This season, the Columbus Blue Jackets have employed the strategy of sending rookie goaltender Elvis Merzlikins to AHL affiliate, Cleveland during time between his NHL starts.
It's a strategy used to keep a backup (or 1-B) active while the #1 goalie (or hot hand) consistently starts.
The Columbus Blue Jackets are not shy to use this strategy as they've used it before with Joonas Korpisalo. When Korpisalo backed up Sergei Bobrovsky (and didn't require waivers when sent down), he also spent intermittent time in the Rock'n'roll Capital of the World.
The consistent use of this strategy begs the question: does it work? In this article we analyze Korpisalo's starts after his return from Cleveland during the 2017-2018 campaign (when he frequently traveled up I-71) in comparison with Merzlikins' two starts after playing for the Monsters so far this year.
Joonas Korpisalo 2017-2018
During the 2017-2018 campaign Korpisalo sported an .898 save percentage with 2 wins and 3 losses in 5 games after returning from AHL demotion.
However, in starts before which Korpisalo played multiple games for the Cleveland Monsters, the Finnish goaltender went 2 for 2 in wins and had a .955 save percentage.
There are some who believe that Korpisalo is a goaltender who thrives on a consistent workload and these numbers suggest that to be true.
So what do these numbers suggest about the "Cleveland Effect" for Korpisalo?

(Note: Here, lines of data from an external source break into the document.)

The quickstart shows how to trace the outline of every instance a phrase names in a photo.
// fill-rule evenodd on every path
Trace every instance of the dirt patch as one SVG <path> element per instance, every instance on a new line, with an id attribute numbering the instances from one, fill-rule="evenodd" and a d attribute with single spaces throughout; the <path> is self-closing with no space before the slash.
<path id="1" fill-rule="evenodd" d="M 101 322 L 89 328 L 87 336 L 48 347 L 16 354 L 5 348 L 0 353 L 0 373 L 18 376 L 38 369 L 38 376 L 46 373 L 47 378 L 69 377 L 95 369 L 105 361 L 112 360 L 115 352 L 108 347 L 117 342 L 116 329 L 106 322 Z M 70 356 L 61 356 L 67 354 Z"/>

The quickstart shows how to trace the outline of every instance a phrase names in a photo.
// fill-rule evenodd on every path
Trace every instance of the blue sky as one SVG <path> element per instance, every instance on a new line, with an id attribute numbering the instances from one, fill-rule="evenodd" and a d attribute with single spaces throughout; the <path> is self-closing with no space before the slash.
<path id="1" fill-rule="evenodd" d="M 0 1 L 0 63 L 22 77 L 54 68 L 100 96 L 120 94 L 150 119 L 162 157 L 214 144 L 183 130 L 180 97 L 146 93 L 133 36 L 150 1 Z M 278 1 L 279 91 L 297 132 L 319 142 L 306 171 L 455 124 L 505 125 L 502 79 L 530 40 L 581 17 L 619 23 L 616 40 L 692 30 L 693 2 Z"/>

While overall, it appears that the demotions to the AHL did not aid his performance, the times he was allowed to get consistent play in the minor leagues boosted his performance upon returning to the NHL.
Elvis Merzlikins 2019-2020
Now, let's take a look at Elvis Merzlikins' numbers this year after his starts in Cleveland.
In Merzlikins' two starts after time up I-71, he is 0-1-1 with a .932 save percentage and a GAA of 2.00. These numbers are much better than his overall stats for this season, but statistical outliers (such as the 7-2 performance against Pittsburgh) and a limited sample size inhibit any definitive conclusions about these statistics.
However, the numbers do suggest that he has benefited from time in the minors. The question the becomes: if Merzlikins isn't starting consistently in the NHL, why doesn't he get more AHL work if it appears it's helped so far?
Perhaps, ego plays a role. Merzlikins made news last spring when his short-term contract forbid the team from sending him to Cleveland and, now, the team may be afraid that his confidence would be affected by consistent stays by Lake Erie.
Regardless, it may be a strategy the team would want to experiment with. In a season where one of the goals appears to be to determine the future of goaltending for the Columbus Blue Jackets, setting each player up for success is paramount.
And if one of the ways the team can accomplish that is through giving Merzlikins starts in the AHL between NHL performances, the team should not shy away from doing so.